Les premiers écrits, composés avant la querelle du
quiétisme, furent largement critiqués et on en
connaît au moins les titres : Moyen court, Torrents, Commentaire au Cantique…
Les derniers écrits sont restés méconnus :
publiés après la mort de leur auteur sous des titres
moins évocateurs, ils furent rapidement dispersés au sein
des discrets cercles européens où se regroupaient les
disciples ; il s’agit des Justifications, de Lettres, des Discours spirituels.

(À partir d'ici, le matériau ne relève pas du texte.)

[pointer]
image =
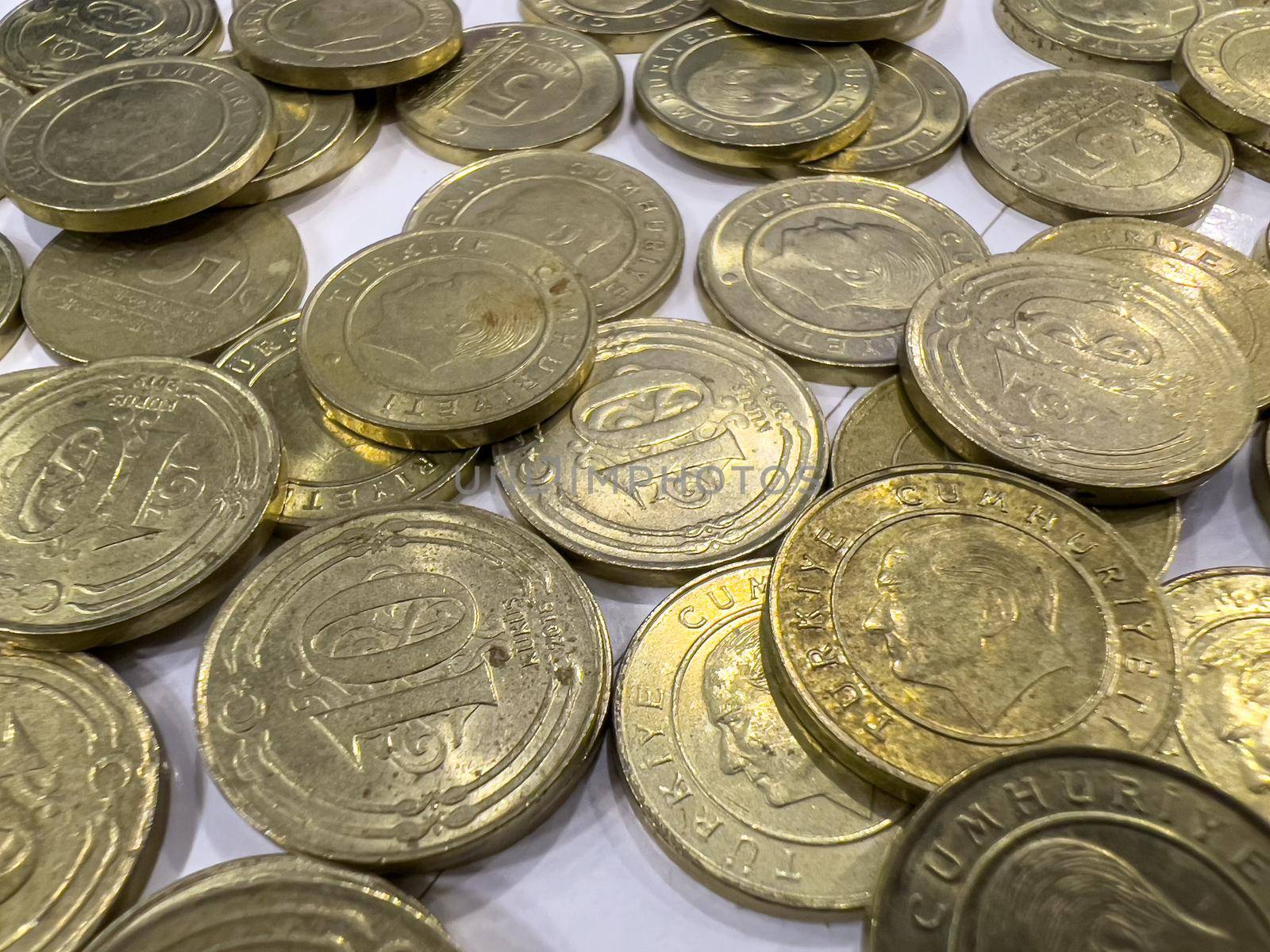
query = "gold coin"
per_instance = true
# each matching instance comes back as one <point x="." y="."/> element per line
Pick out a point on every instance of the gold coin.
<point x="330" y="473"/>
<point x="184" y="290"/>
<point x="83" y="786"/>
<point x="825" y="271"/>
<point x="1062" y="145"/>
<point x="883" y="431"/>
<point x="1216" y="279"/>
<point x="139" y="144"/>
<point x="133" y="492"/>
<point x="690" y="447"/>
<point x="44" y="42"/>
<point x="926" y="619"/>
<point x="514" y="86"/>
<point x="1080" y="372"/>
<point x="698" y="729"/>
<point x="615" y="226"/>
<point x="435" y="679"/>
<point x="328" y="44"/>
<point x="1076" y="850"/>
<point x="723" y="94"/>
<point x="277" y="903"/>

Pour le Moyen court et les Torrents,
notre édition critique tient compte de nombreuses variantes :
elles forment un réseau complexe, même si l’on ne
retient que celles qui affectent le sens profond. Nous y joignons les
repérages des extraits figurant dans l’Ordonnance de M. de
Chartres, Paul Godet des Marais : au moment du procès de Mme
Guyon, il fut en effet le seul prélat à prendre la peine
de citer des passages - souvent des assemblages - jugés
condamnables.
Notre édition inclut aussi, pour la première fois,
toutes les précisions apportées dix années plus
tard puisque, dans ses Justifications,
Mme Guyon commenta son propre choix d’extraits du Moyen Court et
du Commentaire au Cantique. Ces compléments datant de sa pleine
maturité éclairent des points fondamentaux de la vie
mystique, et ceux-là mêmes qui furent les plus
âprement discutés. Passés presque inaperçus
de par leur caractère de notes adjointes au sein d’une
vaste anthologie mystique, ils présentent un grand
intérêt.
Tous les aspects du corpus sont représentés dans ce
volume (à l’exception des écrits biographiques
déjà présentés dans cette même
collection « Sources classiques ») : Moyen court, Torrents, Abrégé de la voie sont reproduits dans leur intégralité ; le Commentaire au Cantique
est limité à sa seconde moitié ; quelques exemples
suggèrent l’esprit qui anima les très vastes
Commentaires apportés aux autres textes de la Bible ; les Justifications
livrent des notes profondes que Mme Guyon rattache aux auteurs figurant
dans cette anthologie, principalement à Jean de la Croix ; un
choix substantiel des textes rassemblés par les disciples sous
le titre de Discours spirituels représente l’œuvre de la maturité et forme le sommet trop souvent méconnu du corpus ; quelques Lettres soulignent la grandeur de sa direction spirituelle ; de brefs extraits de Cantiques nous émeuvent lorsque l’on connaît les dures conditions de leur genèse.
Notre introduction privilégie les aspects historiques. Puis
l’étude du Père Max Huot de Longchamp
précise le sens théologique de termes utilisés
dans le domaine mystique chrétien et esquisse un
parallèle avec Ruusbroec, Thérèse, Jean de la
Croix… Établir en profondeur l’affinité qui
existe entre les grands mystiques nous a semblé utile pour
démontrer la permanence d’une expérience commune
vécue dans des circonstances diverses. La fin du Grand
Siècle s’avère d’ailleurs en ce domaine trop
pauvre pour que l’on s’y cantonne.
Les présentations attachées aux sections viennent
compléter ces deux ouvertures : en particulier celle qui ouvre
les Discours spirituels
suggère quelques traits propres à la voie de
l’intériorité, outre des éclaircissements
sur les circonstances entourant chaque écrit et sur les sources
utilisées dans cette édition critique. Une bibliographie
axée sur les publications de l’œuvre pallie la
contrainte que pose la contraction en un seul volume de
l’ensemble des Œuvres Mystiques.
Nous avons tenté de rassembler les textes qui traduisent clairement la maîtrise expérimentale d’une voie certes cachée, mais réelle et très concrète.